E.ON and Google launch solar offensive

E.ON and Google are entering into a partnership to expand the use of solar energy by developing a platform based on Google Maps and machine learning technology to calculate the solar potential of buildings across Germany. The aim is to extend the platform to other European markets.

E.ON and Google are joining forces to offer the Sunroof platform in Germany – the first time ever that the platform is being used outside of the US.

Using Google Earth, Google Maps, 3D models and machine learning, the Sunroof platform allows homeowners to determine their home’s potential solar capacity simply by entering their address on the website.

By answering a few questions as precisely as possible, Sunroof calculates how much sunlight falls on a roof during the course of a year, taking into account weather data, the position of the sun in different seasons, the area and slope of the roof, as well as shadows from surrounding buildings or trees.

Sunroof then converts the data into the potential cost savings of installing a rooftop solar power system.

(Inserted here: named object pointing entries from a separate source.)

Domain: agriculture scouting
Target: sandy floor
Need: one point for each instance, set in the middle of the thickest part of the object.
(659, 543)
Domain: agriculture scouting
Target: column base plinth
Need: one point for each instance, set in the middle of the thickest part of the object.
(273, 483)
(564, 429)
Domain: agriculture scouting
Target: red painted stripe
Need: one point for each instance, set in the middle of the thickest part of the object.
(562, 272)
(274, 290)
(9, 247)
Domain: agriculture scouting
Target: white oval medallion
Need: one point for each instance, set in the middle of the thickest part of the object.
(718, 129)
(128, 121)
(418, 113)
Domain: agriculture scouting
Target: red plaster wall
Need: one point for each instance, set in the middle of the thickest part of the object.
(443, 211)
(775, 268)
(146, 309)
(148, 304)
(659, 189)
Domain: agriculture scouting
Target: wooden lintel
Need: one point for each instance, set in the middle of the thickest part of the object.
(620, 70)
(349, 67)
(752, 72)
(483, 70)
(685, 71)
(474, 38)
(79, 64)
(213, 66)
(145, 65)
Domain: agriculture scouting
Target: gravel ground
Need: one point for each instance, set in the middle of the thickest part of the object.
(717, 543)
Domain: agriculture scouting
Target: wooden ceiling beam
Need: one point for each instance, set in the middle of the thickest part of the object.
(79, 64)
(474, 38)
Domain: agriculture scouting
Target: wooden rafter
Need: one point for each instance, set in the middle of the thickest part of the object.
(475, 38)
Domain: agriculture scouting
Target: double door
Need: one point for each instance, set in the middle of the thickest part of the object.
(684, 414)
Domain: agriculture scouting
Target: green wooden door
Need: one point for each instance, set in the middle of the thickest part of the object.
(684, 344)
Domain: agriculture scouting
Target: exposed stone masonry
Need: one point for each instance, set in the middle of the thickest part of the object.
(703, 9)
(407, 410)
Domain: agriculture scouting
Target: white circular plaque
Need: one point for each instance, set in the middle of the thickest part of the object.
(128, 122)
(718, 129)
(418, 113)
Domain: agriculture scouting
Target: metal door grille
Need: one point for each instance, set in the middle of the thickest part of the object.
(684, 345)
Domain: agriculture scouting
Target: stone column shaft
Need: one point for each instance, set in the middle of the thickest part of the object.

The aim of the partnership is to promote the expansion of solar energy in Germany.

“Google has been relying on renewable energy sources for many years in supplying the needs of its own infrastructure and beyond,” Philipp Justus, vice president of Google in Germany and Central Europe, said in a joint statement. “With Sunroof our goal is to encourage more people tapping into the potential found in their own rooftops.”

Around seven million buildings across Germany will be covered by the website, including those in major urban areas like Munich and Berlin. This corresponds to an area covering around 40 per cent of the German population.

In parallel, the partners are examining if the system can be rolled out to other European markets as well.

Sunroof has been in use in the US since 2015, covering some 60 million buildings. On average, nearly 80 per cent of roofs tested proved suitable for solar power.